Ona gülümsedim ve o bana garip bir şekilde baktı. Yanaklarına belirgin bir kızarıklık yayıldı ve başka tarafa baktı.

"Onu hak etmiyorsun Stuart... Onun hayatını mahvettin."

Rafael, babama nefret dolu bir bakış attı ve evimizden çıktı.

Ondan sonra babamla konuşmaya çalıştım ve davranışları için özür diledi. Hiçbir şey yapamadım. O an için ikimizi de kurtarmayı başardım ama geleceğe dair bir söz veremedim.

O günden sonra hayatımın tamamını lekeleyen bir kirliliğe adım attım. Ne yaparsam yapayım, ondan kurtulamıyorum.

Düşüncelerimden sıyrıldım, taksi evimin önünde durdu.
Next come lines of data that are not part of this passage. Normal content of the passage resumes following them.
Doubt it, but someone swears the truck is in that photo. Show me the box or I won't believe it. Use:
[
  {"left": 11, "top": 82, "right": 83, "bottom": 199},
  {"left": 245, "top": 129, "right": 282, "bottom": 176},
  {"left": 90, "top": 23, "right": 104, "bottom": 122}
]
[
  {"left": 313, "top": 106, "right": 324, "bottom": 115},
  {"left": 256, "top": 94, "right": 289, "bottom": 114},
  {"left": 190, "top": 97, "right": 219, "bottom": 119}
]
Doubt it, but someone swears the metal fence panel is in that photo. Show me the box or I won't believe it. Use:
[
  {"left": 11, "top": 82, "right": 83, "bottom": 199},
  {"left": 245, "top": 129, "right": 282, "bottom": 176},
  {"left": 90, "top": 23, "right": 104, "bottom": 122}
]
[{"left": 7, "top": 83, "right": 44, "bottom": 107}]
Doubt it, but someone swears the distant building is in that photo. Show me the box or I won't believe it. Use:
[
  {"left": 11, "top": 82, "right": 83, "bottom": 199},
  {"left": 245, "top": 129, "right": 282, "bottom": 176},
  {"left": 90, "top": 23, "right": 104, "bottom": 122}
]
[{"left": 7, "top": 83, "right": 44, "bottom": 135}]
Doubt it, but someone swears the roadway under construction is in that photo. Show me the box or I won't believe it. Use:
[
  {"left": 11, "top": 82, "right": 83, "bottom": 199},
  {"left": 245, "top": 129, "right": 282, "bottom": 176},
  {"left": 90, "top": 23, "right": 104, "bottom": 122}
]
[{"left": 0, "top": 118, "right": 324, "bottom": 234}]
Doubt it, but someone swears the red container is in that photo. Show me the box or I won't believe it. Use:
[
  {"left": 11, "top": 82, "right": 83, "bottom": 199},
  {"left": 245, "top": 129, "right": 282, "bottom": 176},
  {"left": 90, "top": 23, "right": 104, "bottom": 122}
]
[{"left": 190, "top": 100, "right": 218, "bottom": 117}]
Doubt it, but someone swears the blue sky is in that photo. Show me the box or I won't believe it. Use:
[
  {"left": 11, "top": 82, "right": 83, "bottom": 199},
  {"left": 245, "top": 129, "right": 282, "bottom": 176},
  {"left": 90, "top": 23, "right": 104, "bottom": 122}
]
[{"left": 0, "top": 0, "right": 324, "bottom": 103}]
Dışarı çıktım ve hızla banyoya koştum.

Duşu açıp vücudumu kızarana kadar hırsla temizlemeye başladım. Ne kadar denesem de onun dokunuşlarından kurtulamıyorum.

Sabunu yere fırlatıp öfkeyle çığlık attım. Yere yığıldım. Kendimi para için yabancılarla yatan bir fahişe gibi hissediyorum. Beni sevgi olmadan dokunduğunda kirli hissediyorum. İhtiyaçlarını karşılayan, istediği zaman ve istediği şekilde kullanabileceği bir nesne gibiyim.

Bunu istemiyorum ama yine de dokunuşundan zevk aldığım için suçluluk duyuyorum. Bu yanlış. Beni daha da suçlu hissettiren şey, kötü olduğunu bildiğim halde dokunuşundan zevk almam. İçimi kemiriyor.

Fiziksel tatmin olmasaydı bu daha kolay olabilirdi.

Hayatın bana bu tür şeylerle yüzleşeceğimi hiç düşünmemiştim. Sadece normal bir hayat istemiştim.

Umarım yakında biter ya da imkansız bir şey mi hayal ediyorum.